By Violet Auma ||violetmedia8@gmail.com
The Kenyan government is stepping up efforts to promote entrepreneurship and the growth of small businesses through a series of legislative and policy reforms.
Recognizing the critical role that micro, small, and medium enterprises (MSMEs) play in the economy, the government is developing frameworks aimed at removing barriers to business growth and creating a clear, supportive environment for entrepreneurs.
“One of the most significant initiatives currently underway is the Startup Bill, which is now in the public participation phase,” said Wycliffe Oparanya, Cabinet Secretary for Cooperatives and MSMEs.
Once enacted, the Startup Bill will define the processes for starting and managing businesses in Kenya, while clarifying the government’s role in supporting entrepreneurs with access to finance, regulatory compliance, and business development services.
“We are committed to ensuring that entrepreneurs, especially small business owners, have the resources and legal frameworks needed to succeed,” Oparanya said.
“The Startup Bill will provide a strong foundation for any Kenyan to confidently start and grow a business.”
The government, working closely with the National Assembly and Senate, aims to align the bill with Kenya’s broader economic vision, which positions MSMEs as central to job creation, wealth generation, and sustainable economic growth.
Currently, more than 17 million Kenyans are engaged in the MSME sector.
Oparanya emphasized that creating a business-friendly environment is vital for the country’s economic stability.
At the forefront of these efforts is the Hustler Fund, officially known as the Financial Inclusion Fund.

Since its launch, the fund has disbursed over 60 billion shillings to more than 20 million Kenyans, helping bridge the financial gap for small businesses, especially those traditionally excluded from the formal banking system.
Speaking at a sensitization meeting at Masinde Muliro University in Kakamega, Oparanya described the Hustler Fund as a “game-changer,” citing its accessibility, digital platform, lack of collateral requirements, and affordable interest rate of 8% compared to the 24% charged by many commercial banks.
“Our goal is to ensure that financial resources are available to everyone, especially those left out of the mainstream banking sector,” he said.
Oparanya urged borrowers to repay their loans promptly to maintain the fund’s sustainability. Timely repayments, he noted, will ensure more Kenyans continue to benefit.
“The sustainability of the fund depends on responsible borrowing.
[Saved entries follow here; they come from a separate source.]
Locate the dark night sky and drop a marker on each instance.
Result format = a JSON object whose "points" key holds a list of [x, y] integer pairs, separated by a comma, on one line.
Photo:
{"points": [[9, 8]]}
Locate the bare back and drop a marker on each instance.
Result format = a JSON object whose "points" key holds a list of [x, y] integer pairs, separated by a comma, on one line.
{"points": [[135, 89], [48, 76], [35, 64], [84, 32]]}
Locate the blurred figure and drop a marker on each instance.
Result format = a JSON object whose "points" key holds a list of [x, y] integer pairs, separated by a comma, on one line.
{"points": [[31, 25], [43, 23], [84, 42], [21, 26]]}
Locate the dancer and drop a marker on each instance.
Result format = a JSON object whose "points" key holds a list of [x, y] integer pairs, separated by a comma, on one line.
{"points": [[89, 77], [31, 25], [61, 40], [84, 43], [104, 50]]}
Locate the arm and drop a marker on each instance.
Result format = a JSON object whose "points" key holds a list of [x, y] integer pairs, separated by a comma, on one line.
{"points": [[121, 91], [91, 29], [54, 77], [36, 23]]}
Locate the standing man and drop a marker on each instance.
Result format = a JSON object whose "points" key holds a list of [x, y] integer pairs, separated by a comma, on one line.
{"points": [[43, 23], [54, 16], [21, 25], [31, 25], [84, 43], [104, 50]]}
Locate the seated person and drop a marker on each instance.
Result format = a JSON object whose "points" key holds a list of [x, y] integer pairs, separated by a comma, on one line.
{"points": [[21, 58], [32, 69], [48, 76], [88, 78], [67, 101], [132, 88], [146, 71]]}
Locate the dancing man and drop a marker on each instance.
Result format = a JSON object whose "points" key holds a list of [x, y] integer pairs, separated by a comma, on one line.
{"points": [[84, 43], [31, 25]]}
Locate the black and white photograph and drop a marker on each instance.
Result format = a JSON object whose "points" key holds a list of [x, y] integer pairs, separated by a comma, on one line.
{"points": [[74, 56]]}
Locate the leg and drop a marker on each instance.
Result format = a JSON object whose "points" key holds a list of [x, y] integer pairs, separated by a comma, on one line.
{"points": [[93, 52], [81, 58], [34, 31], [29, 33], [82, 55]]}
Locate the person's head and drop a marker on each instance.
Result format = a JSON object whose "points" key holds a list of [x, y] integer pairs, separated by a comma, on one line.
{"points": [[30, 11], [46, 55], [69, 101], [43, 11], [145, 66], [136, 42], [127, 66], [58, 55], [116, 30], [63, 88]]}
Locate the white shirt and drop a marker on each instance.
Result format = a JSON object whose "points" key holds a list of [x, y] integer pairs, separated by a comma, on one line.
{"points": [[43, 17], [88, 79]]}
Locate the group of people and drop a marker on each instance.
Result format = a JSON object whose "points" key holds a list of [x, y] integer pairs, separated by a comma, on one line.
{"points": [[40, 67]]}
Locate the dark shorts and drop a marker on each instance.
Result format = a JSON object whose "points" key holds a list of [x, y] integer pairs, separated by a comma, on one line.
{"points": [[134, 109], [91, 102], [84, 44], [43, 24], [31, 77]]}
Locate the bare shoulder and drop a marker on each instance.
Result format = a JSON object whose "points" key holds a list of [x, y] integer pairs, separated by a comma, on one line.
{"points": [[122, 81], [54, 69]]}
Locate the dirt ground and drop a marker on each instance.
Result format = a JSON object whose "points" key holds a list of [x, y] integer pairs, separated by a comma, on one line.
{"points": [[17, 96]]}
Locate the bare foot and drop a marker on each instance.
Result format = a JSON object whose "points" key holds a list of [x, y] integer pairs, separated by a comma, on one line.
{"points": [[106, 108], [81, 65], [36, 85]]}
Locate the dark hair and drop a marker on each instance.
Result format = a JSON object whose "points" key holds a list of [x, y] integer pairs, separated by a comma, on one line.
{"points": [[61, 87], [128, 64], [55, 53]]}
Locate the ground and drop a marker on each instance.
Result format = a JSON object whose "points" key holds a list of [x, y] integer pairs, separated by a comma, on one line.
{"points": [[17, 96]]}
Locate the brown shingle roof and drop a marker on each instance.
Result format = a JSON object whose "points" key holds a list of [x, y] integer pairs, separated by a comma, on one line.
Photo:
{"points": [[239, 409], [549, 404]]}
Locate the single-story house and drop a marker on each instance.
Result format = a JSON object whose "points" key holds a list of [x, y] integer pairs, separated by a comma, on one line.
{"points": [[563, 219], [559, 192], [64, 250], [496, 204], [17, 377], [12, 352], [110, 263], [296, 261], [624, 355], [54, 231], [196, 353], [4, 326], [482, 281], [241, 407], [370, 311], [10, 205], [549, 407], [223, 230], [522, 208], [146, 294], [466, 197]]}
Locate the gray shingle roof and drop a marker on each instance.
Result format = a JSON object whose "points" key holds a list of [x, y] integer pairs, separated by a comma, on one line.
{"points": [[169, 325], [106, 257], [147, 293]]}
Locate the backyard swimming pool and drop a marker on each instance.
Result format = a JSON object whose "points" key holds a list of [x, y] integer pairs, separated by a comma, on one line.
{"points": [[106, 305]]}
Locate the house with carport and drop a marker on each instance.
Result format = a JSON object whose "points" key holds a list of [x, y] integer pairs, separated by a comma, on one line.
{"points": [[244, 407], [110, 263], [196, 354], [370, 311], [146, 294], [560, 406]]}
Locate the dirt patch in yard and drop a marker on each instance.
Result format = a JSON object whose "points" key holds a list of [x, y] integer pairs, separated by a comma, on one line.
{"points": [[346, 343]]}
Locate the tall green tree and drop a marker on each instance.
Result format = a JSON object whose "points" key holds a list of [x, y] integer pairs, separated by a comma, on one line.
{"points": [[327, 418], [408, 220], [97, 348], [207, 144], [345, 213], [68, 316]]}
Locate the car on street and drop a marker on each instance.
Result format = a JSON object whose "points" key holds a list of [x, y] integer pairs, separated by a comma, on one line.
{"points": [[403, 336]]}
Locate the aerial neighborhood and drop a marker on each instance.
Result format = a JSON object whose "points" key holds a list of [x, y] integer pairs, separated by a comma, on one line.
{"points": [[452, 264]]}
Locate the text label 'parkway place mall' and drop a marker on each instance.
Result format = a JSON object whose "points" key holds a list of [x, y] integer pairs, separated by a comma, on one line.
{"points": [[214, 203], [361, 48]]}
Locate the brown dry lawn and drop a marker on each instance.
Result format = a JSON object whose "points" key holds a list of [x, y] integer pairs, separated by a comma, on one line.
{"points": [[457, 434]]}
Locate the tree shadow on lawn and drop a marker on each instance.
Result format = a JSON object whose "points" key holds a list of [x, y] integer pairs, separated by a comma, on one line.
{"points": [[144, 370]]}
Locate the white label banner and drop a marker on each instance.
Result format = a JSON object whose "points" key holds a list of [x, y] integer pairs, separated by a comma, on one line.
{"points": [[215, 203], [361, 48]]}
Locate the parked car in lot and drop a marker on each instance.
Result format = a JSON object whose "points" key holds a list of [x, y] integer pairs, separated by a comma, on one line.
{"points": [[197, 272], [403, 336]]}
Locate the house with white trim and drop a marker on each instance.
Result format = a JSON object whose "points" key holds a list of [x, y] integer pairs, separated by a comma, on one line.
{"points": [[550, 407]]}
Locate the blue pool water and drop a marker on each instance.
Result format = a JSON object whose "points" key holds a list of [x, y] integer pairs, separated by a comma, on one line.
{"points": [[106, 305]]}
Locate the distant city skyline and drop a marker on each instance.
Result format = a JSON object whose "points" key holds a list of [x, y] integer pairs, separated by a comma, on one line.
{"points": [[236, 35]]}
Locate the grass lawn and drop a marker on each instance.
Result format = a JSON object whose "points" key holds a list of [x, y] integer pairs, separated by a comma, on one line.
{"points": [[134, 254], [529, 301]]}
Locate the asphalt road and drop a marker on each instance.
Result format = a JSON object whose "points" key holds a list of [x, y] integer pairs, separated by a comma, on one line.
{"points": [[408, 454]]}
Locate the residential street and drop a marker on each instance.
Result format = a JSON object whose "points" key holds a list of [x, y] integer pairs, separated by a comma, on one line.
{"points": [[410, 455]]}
We must safeguard it for future entrepreneurs,” he said.
As a reward for responsible borrowing, approximately two million borrowers with strong repayment records are now eligible for larger bridging loans of up to 150,000 shillings, helping them expand their businesses further.
Beyond the Hustler Fund, the government is also strengthening other financial support programs, including the Women Fund, Uwezo Fund, and Youth Fund, to widen access to capital for a broader range of entrepreneurs.
“We encourage Kenyans to take advantage of all available funding opportunities,” Oparanya said. “By providing access to capital, we are supporting job creation and wealth generation.”
In addition to financial initiatives, the government is actively working to reduce bureaucratic hurdles by simplifying business registration processes, offering tax incentives, and improving access to affordable financing.
“We understand the challenges small businesses face and are taking deliberate steps to make it easier for them to thrive,” Oparanya said. “With the right policies in place, Kenya’s entrepreneurship ecosystem will transform significantly.”
As Kenya looks ahead, small businesses remain central to the country’s economic future.
Through legislative reforms, financial support, and a commitment to reducing obstacles, the government is laying a strong foundation for a vibrant, diverse economy driven by enterprising Kenyans.
“The success of small businesses is tied to the success of our nation,” Oparanya concluded.
“We are dedicated to ensuring our entrepreneurs have the support they need to grow, create jobs, and power Kenya’s development.”